4. Pour over the dressing and mix everything together (hands are best). Plate up with some shredded chicken and top with toasted sesame seeds. Serve immediately.
Beef Ragu and Courgetti
“Everyone is always won over by this comforting and simple recipe which is a rework of the classic spaghetti bolognese. Using courgette noodles aka ‘courgetti’ to replace the spaghetti in this dish reduces your intake of refined carbohydrates while consuming more vegetables – a win-win! This is a great sauce to make in bulk during your Sunday Cook-Off and freeze in batches. For a simple supper, spiralize a courgette while the sauce reheats on the stove and you’re done.”
Ingredients (use organic ingredients where possible)
Serves 4 people
• 500g minced beef (chuck/braising steak) or lamb
• 2-3 tablespoons of ghee/butter
• 2 large onions, diced
• 4 garlic cloves, minced
• 1 tablespoon of tomato puree
• 16 large tomatoes, roughly chopped, or 2 cans of chopped tomatoes (we like Biona)
• 2 bay leaves
• 250ml homemade beef/chicken stock or water
• 2 small glasses of red wine
• 2 large carrots
• Sea salt and black pepper, to taste
• 1 teaspoon of mixed spice or nutmeg
• 4 large courgettes
1. Heat 2 tablespoons of butter/ghee and fry the onions on a low heat until softened, not browned, then add the garlic, bay and any other herbs that you choose. Add the extra tablespoon of butter or ghee if needed.

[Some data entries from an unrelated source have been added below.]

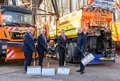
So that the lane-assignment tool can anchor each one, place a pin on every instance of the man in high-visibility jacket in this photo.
(28, 47)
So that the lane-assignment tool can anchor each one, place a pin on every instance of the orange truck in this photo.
(13, 23)
(96, 22)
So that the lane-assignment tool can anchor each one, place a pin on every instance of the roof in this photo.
(16, 9)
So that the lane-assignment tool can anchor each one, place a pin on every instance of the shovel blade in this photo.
(48, 71)
(63, 71)
(34, 70)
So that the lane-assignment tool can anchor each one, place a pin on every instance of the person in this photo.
(28, 47)
(62, 40)
(81, 42)
(42, 46)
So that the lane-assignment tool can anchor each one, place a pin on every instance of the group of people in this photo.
(29, 47)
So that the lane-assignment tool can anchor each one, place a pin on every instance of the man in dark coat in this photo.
(42, 45)
(62, 40)
(81, 43)
(28, 47)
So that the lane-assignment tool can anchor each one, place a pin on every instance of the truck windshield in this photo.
(16, 17)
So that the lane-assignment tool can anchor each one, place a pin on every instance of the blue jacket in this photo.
(28, 43)
(81, 41)
(42, 45)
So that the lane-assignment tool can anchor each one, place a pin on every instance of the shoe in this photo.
(82, 72)
(78, 70)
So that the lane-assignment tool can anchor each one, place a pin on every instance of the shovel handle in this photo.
(34, 58)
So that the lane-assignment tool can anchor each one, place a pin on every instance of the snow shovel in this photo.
(63, 70)
(48, 71)
(34, 70)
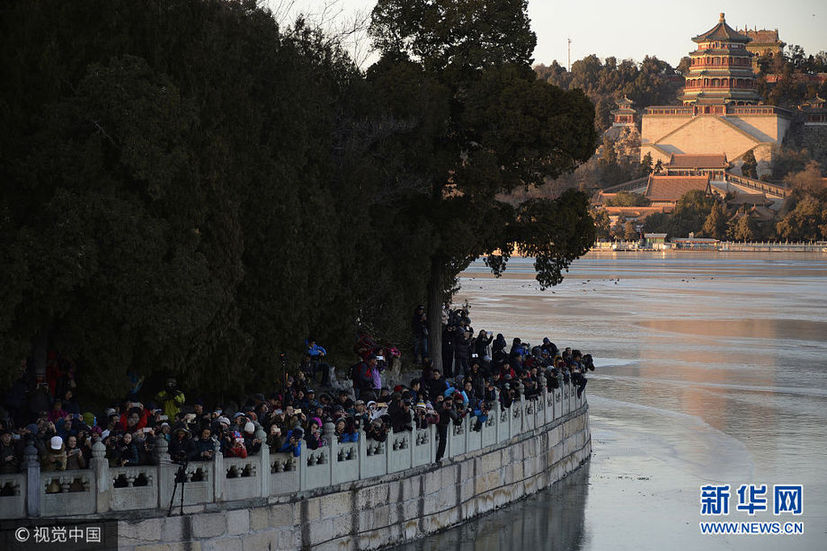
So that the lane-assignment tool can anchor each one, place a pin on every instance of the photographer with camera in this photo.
(171, 398)
(55, 457)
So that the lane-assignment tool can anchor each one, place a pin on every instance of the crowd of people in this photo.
(479, 369)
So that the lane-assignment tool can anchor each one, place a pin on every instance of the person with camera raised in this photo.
(171, 398)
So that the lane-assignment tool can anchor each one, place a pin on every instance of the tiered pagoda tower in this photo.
(625, 113)
(721, 70)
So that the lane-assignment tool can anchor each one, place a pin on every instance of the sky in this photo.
(634, 28)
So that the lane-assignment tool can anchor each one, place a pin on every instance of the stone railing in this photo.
(102, 489)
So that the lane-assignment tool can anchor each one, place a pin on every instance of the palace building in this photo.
(763, 42)
(721, 69)
(720, 114)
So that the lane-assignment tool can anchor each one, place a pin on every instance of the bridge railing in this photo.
(104, 489)
(758, 185)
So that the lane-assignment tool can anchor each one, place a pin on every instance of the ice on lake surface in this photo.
(711, 369)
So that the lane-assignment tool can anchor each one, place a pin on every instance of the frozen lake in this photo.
(711, 369)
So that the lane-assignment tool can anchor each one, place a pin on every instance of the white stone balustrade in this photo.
(101, 489)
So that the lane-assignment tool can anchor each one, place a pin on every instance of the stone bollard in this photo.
(31, 462)
(100, 466)
(219, 474)
(166, 471)
(264, 465)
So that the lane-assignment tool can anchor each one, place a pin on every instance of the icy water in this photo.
(711, 369)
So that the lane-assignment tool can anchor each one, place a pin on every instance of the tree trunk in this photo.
(40, 345)
(435, 314)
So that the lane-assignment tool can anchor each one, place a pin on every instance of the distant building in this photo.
(624, 119)
(763, 42)
(721, 69)
(719, 115)
(663, 191)
(815, 112)
(681, 164)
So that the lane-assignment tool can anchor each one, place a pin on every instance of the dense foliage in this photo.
(190, 189)
(650, 82)
(459, 71)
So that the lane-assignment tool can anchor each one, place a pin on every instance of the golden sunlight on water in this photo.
(711, 369)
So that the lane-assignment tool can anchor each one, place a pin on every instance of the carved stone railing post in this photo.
(166, 471)
(219, 474)
(329, 431)
(412, 447)
(361, 451)
(31, 462)
(100, 466)
(264, 462)
(521, 426)
(495, 411)
(388, 449)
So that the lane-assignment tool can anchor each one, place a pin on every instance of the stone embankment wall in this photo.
(356, 495)
(390, 509)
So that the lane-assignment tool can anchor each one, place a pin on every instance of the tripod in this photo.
(180, 478)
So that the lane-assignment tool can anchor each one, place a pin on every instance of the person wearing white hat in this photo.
(55, 457)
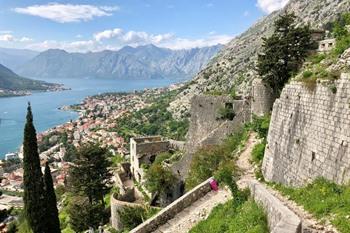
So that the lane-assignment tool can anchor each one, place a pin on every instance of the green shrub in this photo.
(159, 179)
(333, 88)
(226, 113)
(206, 161)
(247, 217)
(131, 217)
(310, 83)
(258, 152)
(162, 157)
(325, 200)
(261, 125)
(317, 58)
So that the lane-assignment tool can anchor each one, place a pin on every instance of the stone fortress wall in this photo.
(309, 134)
(207, 129)
(279, 217)
(150, 225)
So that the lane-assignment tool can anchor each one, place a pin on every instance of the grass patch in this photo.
(206, 161)
(247, 217)
(325, 200)
(258, 152)
(310, 83)
(131, 217)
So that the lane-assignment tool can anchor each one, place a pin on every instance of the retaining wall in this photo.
(280, 218)
(309, 134)
(174, 208)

2. Increase the heat and add the minced meat to the pan and brown, using a wooden spatula to break it up as you go.
3. Pour in the red wine to deglaze the pan, then the tomatoes, puree and broth/water.
4. Bring to the boil, cover with a lid and then reduce to a gentle simmer for 1 ½ hours until rich and thickened, stirring occasionally. Even better after 3 or 4 hours.
5. Ten minutes before the end of cooking, add the grated carrots and season with sea salt and a good grind of pepper.
6. Meanwhile, use a spiralizer/julienne peeler on the courgette. Or use a vegetable peeler and then a knife to slice the courgette strips into spaghetti type strands.
7. Wilt the courgetti using a little butter and water in a pan. Or, to be more authentic in your service and to save time and washing up, just run some of the sauce hot from the stove through your spirals and the heat and salt in the sauce will soften them.
8. Stir the parsley through the ragu, check the seasoning and serve on top of a pile of courgette spaghetti with fresh parmesan and a drizzle of extra virgin olive oil to serve.
9. Alternatively stir half the sauce through a bowl of courgetti and then serve each portion with a little more ragu on top, a drizzle of olive oil and fresh parmesan.